1 Личные имена приводятся в соответствии с принятым в Японии порядком: сначала фамилия, затем имя. – Здесь и далее – примеч. пер.
2 Из «Фрагмента 9» черновых набросков Накадзимы Ацуси.
3 Туситала в переводе с самоанского означает «рассказывающий истории». Так обитатели островов Самоа называли Роберта Льюиса Стивенсона.
4 К анализу образовательной политики, проводившейся японскими властями на мандатных территориях, обращаются многие исследователи, в том числе при освещении определенных фактов биографии Накадзимы Ацуси, с привлечением текстов его произведений в качестве дополнительных источников. Среди прочих можно назвать, например, работы Миты Маки, Мориоки Дзюнко, Сугиоки Аюми, Ян Ю (большинство исследований по теме публикуется в настоящее время на японском языке).
5 За примерами можно обратиться к работам Роберта Томаса Тьерни, Накамуры Кадзуэ, Нисихары Дайскэ, Судо Наото, Клемена Сеницы и других исследователей.
6 Из письма Накадзимы Ацуси жене Таке, датированного 9 ноября 1941 года.
7 Микронезийские рассказы и очерки Накадзимы Ацуси – как и прочие его произведения – обласканы вниманием: составляются общие обзоры, анализируются отдельные тексты. Приведем для примера имена лишь некоторых авторов, публикующих работы такого рода: Нагаи Хироси, Накаходо Масанори, Сасаки Митиру, Хасимото Масаси, Ляо Сю-Цзюань, Чэнь Дзяминь, Ян Ю, Бова Элио, Нобуко Мияма Окнер. О позднем творчестве Накадзимы Ацуси писал Дональд Кин (Dawn to the West. New York: Holt, Rinehart and Winston, 1984). Отдельные исследования посвящаются людям, сыгравшим определенную роль в жизни писателя, – Хидзикате Хисакацу, Марии Гиббон. Среди подобных работ можно отметить книгу профессора Кавадзи Юки, изданную сразу на двух языках, японском и английском (Nakajima Atsushi’s “Mariyan” And Maria Gibbon, Its Inspiration. Japan: Minato No Hito, 2014).

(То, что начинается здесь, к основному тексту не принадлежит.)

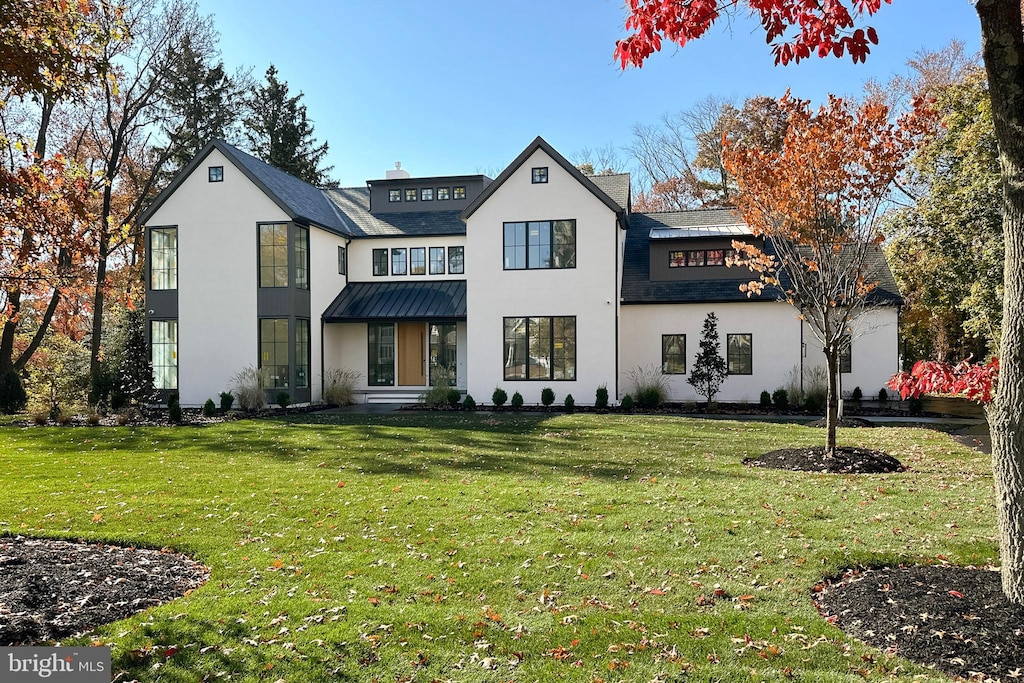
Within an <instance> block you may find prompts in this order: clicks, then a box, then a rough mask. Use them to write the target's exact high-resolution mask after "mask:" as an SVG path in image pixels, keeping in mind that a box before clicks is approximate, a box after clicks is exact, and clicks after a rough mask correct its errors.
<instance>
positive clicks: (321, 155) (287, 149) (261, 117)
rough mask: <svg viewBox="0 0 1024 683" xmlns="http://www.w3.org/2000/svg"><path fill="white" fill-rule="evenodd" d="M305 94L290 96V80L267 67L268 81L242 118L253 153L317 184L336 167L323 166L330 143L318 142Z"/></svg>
mask: <svg viewBox="0 0 1024 683" xmlns="http://www.w3.org/2000/svg"><path fill="white" fill-rule="evenodd" d="M300 99H302V93H301V92H300V93H299V94H297V95H295V96H289V94H288V83H287V82H285V81H279V80H278V70H276V68H274V66H273V65H270V68H269V69H267V70H266V84H265V85H263V86H260V87H258V88H256V89H255V90H254V91H253V94H252V96H251V97H250V98H249V102H248V116H246V118H245V120H244V121H243V125H244V126H245V134H246V138H247V139H248V140H249V145H250V148H251V151H252V153H253V154H254V155H255V156H256V157H258V158H260V159H262V160H263V161H265V162H266V163H268V164H270V165H271V166H274V167H276V168H280V169H281V170H282V171H285V172H287V173H291V174H292V175H294V176H296V177H298V178H301V179H303V180H305V181H306V182H308V183H311V184H314V185H323V184H325V183H326V182H328V173H329V172H330V171H331V169H333V168H334V167H333V166H329V167H327V168H321V162H322V161H323V160H324V157H326V156H327V151H328V143H327V142H324V143H323V144H317V143H316V140H315V139H314V138H313V126H312V123H311V122H310V121H309V120H308V119H307V117H306V105H305V104H300V103H299V100H300Z"/></svg>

8 Черны, или груперы (Epinephelus), – многочисленный род хищных рыб семейства каменных окуней. В тропической части Индийского и Тихого океанов водится один из наиболее крупных видов (Epinephelus lanceolatus), некоторые представители которого вырастают до 2,7 м в длину (при массе почти в 400 кг).
9 Гигантская тридакна (Tridacna gigas) – вид обитающих в тропических водах двухстворчатых моллюсков, раковины которых могут достигать в длину двух метров.